Dworp to Brugge
27 August 2011 | Brugge, Belgium
Wednesday: A 45 km loop and back to the same hotel, through the countryside and especially the site of the great 1825 battle of Waterloo, where Napoleon was defeated and the course of European geopolitical history changed forever. We had an early evening visit to the lambic brewery Oud Beersel, a very tiny brewery dating from the 1880's. Brewing actually ended there in 1995, however production continues under new ownership with the purchase of lambic wort from the Boon brewery, and fermentation and aging is done on site.
Thursday: On the move finally, we ride 65 km to the town of Odenaarde, stopping at the lambic blender De Cam in Goick. We were greeted by a village music festival, with Flemish bagpipes and accordions being most common but just about all musical instruments and age groups represented. Karel put on a great passionate beer talk, and received a fabulous compliment from Sherri, a life-long non-beer drinker, who said his lambic and kriek bier were the first beers of her life that she enjoyed.

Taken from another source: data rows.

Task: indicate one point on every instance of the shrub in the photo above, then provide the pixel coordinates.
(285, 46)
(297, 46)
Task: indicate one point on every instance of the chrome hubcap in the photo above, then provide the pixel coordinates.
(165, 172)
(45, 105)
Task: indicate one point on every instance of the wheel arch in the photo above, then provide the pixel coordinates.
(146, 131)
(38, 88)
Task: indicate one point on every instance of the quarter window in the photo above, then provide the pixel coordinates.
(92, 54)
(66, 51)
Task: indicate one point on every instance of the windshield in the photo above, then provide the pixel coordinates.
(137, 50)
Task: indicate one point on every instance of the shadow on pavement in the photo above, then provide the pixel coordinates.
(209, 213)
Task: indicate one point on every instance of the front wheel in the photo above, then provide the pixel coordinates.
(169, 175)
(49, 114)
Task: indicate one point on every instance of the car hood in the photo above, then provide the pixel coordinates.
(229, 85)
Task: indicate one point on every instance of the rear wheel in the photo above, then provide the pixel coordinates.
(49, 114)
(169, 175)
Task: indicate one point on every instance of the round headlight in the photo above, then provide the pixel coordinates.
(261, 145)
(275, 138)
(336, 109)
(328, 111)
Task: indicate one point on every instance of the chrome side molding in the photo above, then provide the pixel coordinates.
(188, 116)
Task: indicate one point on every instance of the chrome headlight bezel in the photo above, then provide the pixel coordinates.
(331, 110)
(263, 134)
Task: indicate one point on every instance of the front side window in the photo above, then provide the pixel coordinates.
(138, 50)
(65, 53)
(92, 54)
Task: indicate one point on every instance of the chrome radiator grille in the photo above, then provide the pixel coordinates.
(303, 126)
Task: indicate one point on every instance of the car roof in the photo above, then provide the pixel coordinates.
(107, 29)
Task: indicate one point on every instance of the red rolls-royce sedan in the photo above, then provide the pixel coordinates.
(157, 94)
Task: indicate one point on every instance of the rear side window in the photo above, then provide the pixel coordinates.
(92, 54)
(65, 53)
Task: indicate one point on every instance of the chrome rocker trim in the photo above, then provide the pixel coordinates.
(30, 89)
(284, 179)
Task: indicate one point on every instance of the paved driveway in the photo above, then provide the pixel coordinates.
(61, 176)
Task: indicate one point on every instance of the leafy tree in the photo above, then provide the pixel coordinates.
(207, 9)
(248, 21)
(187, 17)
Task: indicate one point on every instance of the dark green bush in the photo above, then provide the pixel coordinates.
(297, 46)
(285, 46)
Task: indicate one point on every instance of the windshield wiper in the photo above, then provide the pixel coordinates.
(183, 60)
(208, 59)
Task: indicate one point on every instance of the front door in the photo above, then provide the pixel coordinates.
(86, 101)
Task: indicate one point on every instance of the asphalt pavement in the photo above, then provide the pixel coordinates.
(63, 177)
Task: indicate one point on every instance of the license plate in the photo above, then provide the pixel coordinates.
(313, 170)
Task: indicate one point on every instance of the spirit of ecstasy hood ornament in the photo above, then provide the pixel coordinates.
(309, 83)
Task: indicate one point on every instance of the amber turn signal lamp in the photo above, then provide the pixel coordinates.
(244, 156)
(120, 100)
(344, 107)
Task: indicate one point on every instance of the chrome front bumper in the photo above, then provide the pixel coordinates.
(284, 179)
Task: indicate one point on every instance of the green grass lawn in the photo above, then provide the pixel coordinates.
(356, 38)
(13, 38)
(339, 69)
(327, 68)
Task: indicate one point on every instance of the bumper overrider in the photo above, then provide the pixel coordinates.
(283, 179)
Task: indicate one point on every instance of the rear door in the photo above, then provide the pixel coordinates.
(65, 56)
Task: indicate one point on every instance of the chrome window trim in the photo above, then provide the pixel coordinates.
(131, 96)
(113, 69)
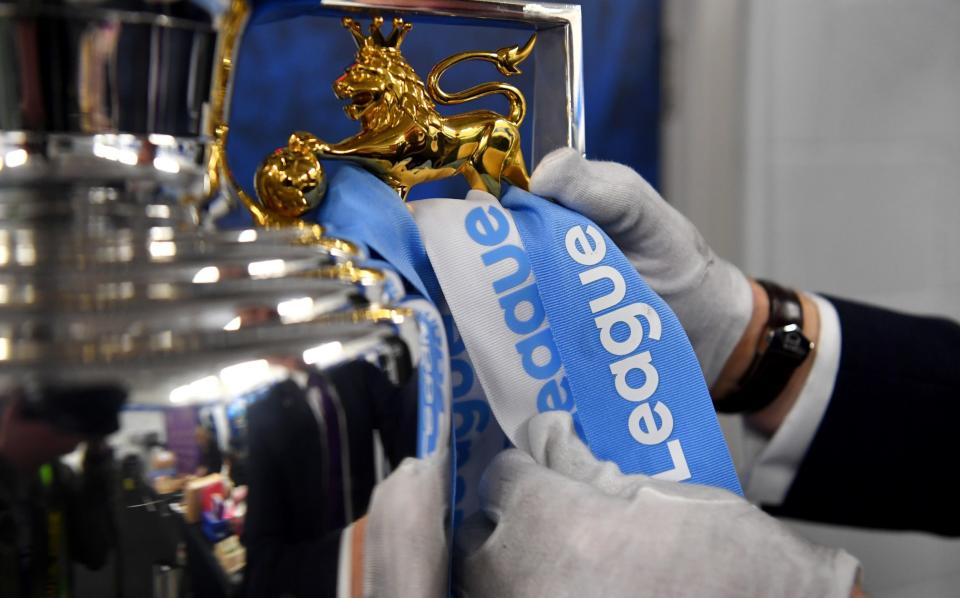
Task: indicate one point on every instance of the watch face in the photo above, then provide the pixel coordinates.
(790, 341)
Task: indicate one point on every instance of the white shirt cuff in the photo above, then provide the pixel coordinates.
(777, 459)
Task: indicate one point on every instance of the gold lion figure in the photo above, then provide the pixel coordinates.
(403, 139)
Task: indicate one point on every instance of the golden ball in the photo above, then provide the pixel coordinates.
(290, 183)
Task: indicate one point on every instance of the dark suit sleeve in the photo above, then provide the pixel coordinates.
(884, 453)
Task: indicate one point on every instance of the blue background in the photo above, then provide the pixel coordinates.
(286, 69)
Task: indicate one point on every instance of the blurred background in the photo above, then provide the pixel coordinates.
(815, 142)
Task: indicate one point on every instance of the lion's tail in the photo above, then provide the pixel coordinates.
(507, 61)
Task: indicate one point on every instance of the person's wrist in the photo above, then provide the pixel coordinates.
(768, 419)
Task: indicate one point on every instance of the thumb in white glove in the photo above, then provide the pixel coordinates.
(403, 547)
(710, 296)
(569, 525)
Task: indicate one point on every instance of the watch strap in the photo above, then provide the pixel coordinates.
(786, 349)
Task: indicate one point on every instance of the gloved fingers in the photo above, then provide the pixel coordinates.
(554, 444)
(505, 482)
(613, 195)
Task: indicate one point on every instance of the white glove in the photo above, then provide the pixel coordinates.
(569, 525)
(710, 296)
(405, 547)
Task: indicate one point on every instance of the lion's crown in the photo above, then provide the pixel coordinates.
(376, 39)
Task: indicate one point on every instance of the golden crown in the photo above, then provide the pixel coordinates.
(376, 39)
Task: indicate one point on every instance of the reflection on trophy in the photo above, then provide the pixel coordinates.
(181, 402)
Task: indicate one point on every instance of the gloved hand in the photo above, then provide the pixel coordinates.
(405, 547)
(569, 525)
(710, 296)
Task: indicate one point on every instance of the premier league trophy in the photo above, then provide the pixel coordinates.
(222, 385)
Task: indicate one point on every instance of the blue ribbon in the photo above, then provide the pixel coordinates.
(361, 208)
(604, 415)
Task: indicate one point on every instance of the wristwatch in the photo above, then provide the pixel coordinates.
(785, 349)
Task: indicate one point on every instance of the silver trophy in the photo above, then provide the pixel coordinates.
(221, 385)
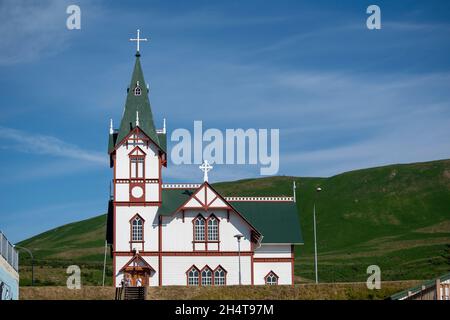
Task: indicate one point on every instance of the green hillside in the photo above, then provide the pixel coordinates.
(397, 217)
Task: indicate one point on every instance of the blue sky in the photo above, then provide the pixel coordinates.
(343, 97)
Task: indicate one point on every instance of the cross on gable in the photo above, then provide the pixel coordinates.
(138, 39)
(205, 167)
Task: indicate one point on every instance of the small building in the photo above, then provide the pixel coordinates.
(436, 289)
(9, 270)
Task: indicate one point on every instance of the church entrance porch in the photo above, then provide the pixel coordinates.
(137, 272)
(137, 277)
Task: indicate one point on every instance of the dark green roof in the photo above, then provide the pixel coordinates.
(278, 221)
(137, 103)
(416, 289)
(112, 142)
(172, 199)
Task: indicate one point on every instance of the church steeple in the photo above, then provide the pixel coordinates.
(137, 103)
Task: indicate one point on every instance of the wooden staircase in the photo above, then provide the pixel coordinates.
(131, 293)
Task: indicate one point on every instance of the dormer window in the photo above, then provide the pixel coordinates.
(199, 228)
(137, 89)
(137, 226)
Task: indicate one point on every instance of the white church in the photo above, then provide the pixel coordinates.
(165, 234)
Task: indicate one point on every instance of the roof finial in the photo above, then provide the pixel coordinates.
(138, 39)
(205, 167)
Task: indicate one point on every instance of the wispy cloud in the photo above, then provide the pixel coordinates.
(47, 145)
(30, 30)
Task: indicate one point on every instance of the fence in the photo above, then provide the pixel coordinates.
(435, 290)
(8, 252)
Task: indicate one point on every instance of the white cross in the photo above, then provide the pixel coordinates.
(138, 39)
(205, 167)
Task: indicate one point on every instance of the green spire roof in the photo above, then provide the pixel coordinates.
(137, 103)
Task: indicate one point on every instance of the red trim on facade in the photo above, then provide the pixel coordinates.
(137, 203)
(135, 130)
(160, 250)
(206, 225)
(186, 253)
(213, 271)
(137, 257)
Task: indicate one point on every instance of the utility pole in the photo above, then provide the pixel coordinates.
(32, 262)
(238, 237)
(104, 264)
(315, 236)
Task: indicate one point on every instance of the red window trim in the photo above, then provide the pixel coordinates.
(206, 241)
(137, 215)
(213, 271)
(187, 275)
(267, 275)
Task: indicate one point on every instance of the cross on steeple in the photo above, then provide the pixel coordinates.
(138, 39)
(205, 167)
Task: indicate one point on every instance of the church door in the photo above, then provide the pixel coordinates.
(138, 278)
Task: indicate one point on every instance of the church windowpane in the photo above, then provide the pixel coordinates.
(213, 229)
(136, 229)
(206, 277)
(219, 277)
(137, 168)
(199, 229)
(193, 277)
(271, 279)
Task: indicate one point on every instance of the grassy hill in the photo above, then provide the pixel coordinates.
(397, 217)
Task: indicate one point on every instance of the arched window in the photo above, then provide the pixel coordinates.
(136, 229)
(213, 229)
(206, 276)
(219, 276)
(193, 276)
(199, 229)
(271, 278)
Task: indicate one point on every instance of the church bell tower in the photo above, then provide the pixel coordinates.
(137, 153)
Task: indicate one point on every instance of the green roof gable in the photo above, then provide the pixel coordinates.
(137, 103)
(277, 221)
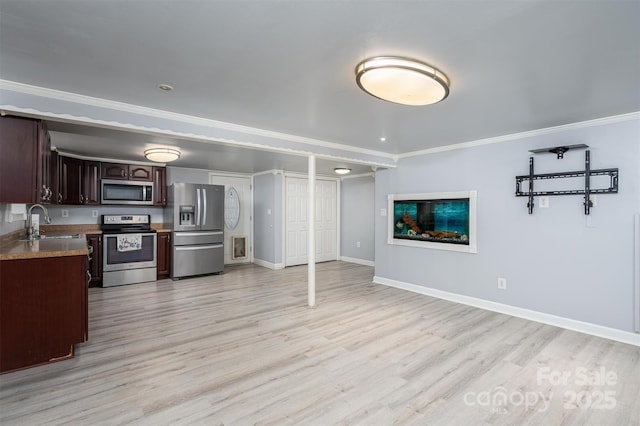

Friday: Thunderstorms roll through all night and it is an intermittent rain day as we head out. We all ride as a relatively tight group because the chalk arrows that Experience Plus! normally place as route markers would wash away in this rain. Things dry out after an hour or so and and we roll into the beautiful city of Brugge, 74 km. Riding a bike into the city is so easy, completely unlike the many entrances I have made over the years by car. It is always a thrill to wander around this well preserved historic city, especially with someone seeing it for the first time.
Saturday: We skip the optional ride to Oostende and explore the art museums and cultural relics of the city. Sadly, what I once considered the second best beer bar of Brugge, Erasmus, is under different management and has dismantled their once long beer list. Happily, Brugs Beertje, the absolute best beer bar in the world as far as I am concerned, continues its superb beer cultural offerings and expert advice. The Belgian beer scene remains dynamic, and since my last visit 3 years ago, there are quite a few new beers that I have not heard of, including some well made American style IPAs; another trans-oceanic beer cultural exchange!